Akute Infektionen heilen mit der richtigen Behandlung in der Regel innerhalb weniger Tage oder Wochen aus. Einige Betroffene entwickeln jedoch eine chronische Blepharitis, bei der die Lidrandentzündung immer wiederkehrt. Das kann unangenehm sein, mit der richtigen Behandlung lassen sich die Beschwerden jedoch lindern.

Blepharitis: Man sieht eine Frau mit entzündeten Augen. © Jupiterimages/iStockphoto

Eine Blepharitis äußert sich durch brennende, juckende und oft auch gerötete Augen. Morgens sind die Lidränder meist verklebt.

Bei einer Blepharitis gehört eine tägliche Lidrandhygiene mit zu den wichtigsten Therapie-Maßnahmen. Zur Lidrandhygiene gehören:

  • feuchtwarme Augenkompressen,
  • eine Lidrandmassage sowie
  • eine Lidrandreinigung.

Insbesondere Betroffene mit einer chronischen Blepharitis sollten die Lidrandhygiene in ihre tägliche Körperpflege mit einbauen – so kommt es seltener zu Rückfällen.

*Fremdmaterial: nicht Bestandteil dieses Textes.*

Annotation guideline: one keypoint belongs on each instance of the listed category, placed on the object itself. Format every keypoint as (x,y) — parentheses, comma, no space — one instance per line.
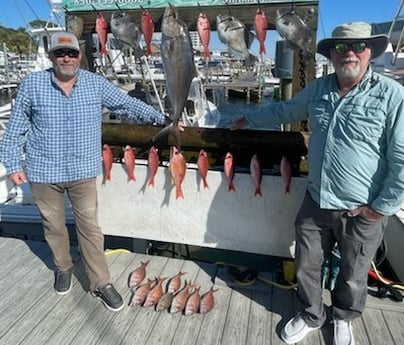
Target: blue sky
(17,13)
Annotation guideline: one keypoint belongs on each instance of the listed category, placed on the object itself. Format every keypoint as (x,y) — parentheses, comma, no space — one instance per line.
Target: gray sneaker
(110,297)
(63,282)
(296,329)
(343,334)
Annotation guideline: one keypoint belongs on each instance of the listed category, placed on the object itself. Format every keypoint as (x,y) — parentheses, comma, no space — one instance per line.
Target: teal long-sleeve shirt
(356,146)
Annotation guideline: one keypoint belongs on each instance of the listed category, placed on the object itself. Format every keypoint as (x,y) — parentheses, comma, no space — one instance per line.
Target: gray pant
(83,198)
(317,230)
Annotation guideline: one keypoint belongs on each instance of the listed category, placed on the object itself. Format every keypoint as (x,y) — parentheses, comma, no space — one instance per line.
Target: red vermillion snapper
(101,28)
(129,157)
(75,25)
(207,301)
(138,274)
(203,166)
(256,174)
(286,172)
(179,67)
(178,168)
(229,170)
(125,29)
(235,35)
(153,162)
(107,159)
(261,26)
(155,293)
(295,31)
(175,282)
(141,293)
(147,27)
(203,26)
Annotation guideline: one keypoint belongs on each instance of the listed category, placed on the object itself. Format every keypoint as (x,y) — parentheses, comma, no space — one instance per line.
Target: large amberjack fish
(101,28)
(232,32)
(107,160)
(295,31)
(178,167)
(203,25)
(147,28)
(179,67)
(125,29)
(260,27)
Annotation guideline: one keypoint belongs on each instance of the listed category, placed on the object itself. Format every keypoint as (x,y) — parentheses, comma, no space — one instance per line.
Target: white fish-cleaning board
(211,217)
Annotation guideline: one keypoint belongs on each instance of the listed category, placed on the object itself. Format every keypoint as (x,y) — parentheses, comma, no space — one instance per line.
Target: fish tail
(262,48)
(179,193)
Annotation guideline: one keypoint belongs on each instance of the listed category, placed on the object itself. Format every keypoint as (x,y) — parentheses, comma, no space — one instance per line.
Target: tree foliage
(18,40)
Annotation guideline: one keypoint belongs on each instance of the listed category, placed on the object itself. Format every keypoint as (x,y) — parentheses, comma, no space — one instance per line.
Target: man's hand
(18,178)
(366,212)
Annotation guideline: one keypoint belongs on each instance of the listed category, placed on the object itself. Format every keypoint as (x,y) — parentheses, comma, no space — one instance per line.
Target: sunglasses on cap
(63,52)
(356,47)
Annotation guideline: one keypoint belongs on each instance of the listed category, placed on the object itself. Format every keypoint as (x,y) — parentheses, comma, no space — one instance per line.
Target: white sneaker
(296,329)
(343,334)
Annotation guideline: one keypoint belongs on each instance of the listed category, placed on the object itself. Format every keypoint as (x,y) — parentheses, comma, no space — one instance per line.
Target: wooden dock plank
(126,319)
(92,329)
(250,315)
(395,324)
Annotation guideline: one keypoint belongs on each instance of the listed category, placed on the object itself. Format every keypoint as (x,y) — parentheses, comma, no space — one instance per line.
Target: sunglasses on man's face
(356,47)
(62,53)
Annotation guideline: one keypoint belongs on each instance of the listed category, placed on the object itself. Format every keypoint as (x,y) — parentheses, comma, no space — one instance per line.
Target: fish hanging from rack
(147,28)
(179,68)
(295,31)
(232,32)
(125,29)
(260,27)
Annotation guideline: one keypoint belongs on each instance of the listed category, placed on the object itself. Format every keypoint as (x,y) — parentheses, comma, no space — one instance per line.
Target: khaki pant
(83,198)
(317,231)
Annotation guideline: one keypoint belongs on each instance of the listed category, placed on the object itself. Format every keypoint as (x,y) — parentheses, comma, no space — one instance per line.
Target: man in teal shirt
(356,175)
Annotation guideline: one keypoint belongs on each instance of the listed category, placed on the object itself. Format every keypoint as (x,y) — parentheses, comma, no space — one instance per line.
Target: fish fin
(258,191)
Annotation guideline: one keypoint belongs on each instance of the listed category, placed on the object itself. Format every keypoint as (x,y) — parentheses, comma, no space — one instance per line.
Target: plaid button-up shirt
(61,135)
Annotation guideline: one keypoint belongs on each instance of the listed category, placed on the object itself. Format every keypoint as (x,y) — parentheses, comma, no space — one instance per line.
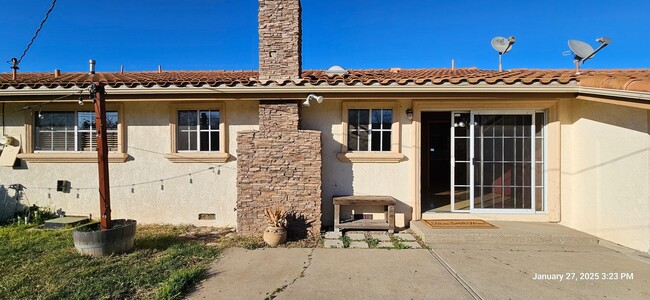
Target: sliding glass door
(494,162)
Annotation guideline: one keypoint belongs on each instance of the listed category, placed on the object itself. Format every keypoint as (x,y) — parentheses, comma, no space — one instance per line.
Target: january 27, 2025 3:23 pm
(571,276)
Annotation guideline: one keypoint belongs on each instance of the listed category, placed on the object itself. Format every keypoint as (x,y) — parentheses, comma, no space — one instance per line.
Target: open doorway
(436,141)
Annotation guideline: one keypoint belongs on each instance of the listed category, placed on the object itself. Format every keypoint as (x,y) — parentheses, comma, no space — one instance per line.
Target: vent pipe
(92,66)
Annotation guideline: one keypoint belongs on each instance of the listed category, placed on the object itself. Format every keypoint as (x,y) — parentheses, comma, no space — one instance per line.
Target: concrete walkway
(504,263)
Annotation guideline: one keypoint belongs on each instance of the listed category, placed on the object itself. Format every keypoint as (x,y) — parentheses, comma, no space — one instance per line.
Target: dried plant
(276,216)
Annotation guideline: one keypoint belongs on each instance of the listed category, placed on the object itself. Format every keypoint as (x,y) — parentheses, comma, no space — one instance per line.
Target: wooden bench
(387,201)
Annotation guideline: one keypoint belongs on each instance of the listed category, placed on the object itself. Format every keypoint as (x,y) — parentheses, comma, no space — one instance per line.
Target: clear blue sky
(359,34)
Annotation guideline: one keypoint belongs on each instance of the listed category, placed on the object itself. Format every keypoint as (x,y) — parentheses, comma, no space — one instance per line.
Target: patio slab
(382,237)
(332,244)
(356,236)
(539,260)
(332,235)
(359,245)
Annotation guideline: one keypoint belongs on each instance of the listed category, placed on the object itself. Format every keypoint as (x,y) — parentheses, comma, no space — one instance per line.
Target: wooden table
(387,201)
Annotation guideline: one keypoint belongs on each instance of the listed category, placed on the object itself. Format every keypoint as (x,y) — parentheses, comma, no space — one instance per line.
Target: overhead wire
(29,45)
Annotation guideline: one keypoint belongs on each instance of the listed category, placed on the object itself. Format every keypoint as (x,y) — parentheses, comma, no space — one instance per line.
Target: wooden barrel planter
(99,243)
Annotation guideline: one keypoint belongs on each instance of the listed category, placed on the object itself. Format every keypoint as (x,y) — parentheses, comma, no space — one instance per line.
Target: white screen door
(493,162)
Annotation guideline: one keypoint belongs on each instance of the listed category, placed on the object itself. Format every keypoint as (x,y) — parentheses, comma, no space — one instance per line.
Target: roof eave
(294,89)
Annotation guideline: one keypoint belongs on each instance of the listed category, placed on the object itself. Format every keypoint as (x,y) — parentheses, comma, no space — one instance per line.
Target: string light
(132,185)
(81,99)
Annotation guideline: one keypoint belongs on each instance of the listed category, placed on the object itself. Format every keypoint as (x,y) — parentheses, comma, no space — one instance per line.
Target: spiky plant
(276,216)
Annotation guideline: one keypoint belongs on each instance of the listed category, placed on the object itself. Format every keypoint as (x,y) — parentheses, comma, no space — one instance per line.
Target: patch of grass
(346,241)
(372,242)
(397,243)
(43,264)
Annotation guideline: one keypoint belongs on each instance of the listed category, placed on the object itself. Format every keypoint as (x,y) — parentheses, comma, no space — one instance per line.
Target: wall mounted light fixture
(318,99)
(409,113)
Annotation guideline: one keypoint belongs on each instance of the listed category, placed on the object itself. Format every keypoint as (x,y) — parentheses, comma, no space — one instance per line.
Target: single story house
(216,147)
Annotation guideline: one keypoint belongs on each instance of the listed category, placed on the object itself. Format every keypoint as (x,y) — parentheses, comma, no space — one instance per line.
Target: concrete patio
(517,260)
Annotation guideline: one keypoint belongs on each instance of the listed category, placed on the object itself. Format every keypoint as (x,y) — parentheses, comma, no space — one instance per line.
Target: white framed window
(66,133)
(198,130)
(370,132)
(198,133)
(72,131)
(369,129)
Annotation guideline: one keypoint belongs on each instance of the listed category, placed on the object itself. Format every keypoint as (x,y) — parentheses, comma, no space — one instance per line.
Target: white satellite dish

Verursachen Bakterien die Lidrandentzündung, kann eine Behandlung mit Antibiotika (meist in Form von Augensalben, manchmal auch als Tabletten) notwendig werden. Liegen der Blepharitis andere Erkrankungen zugrunde (wie etwa Herpes oder ein Filzlausbefall) müssen diese behandelt werden.

Auf lange Sicht sollte eine Blepharitis nicht unbehandelt bleiben, da auf Dauer Schäden am Auge entstehen können.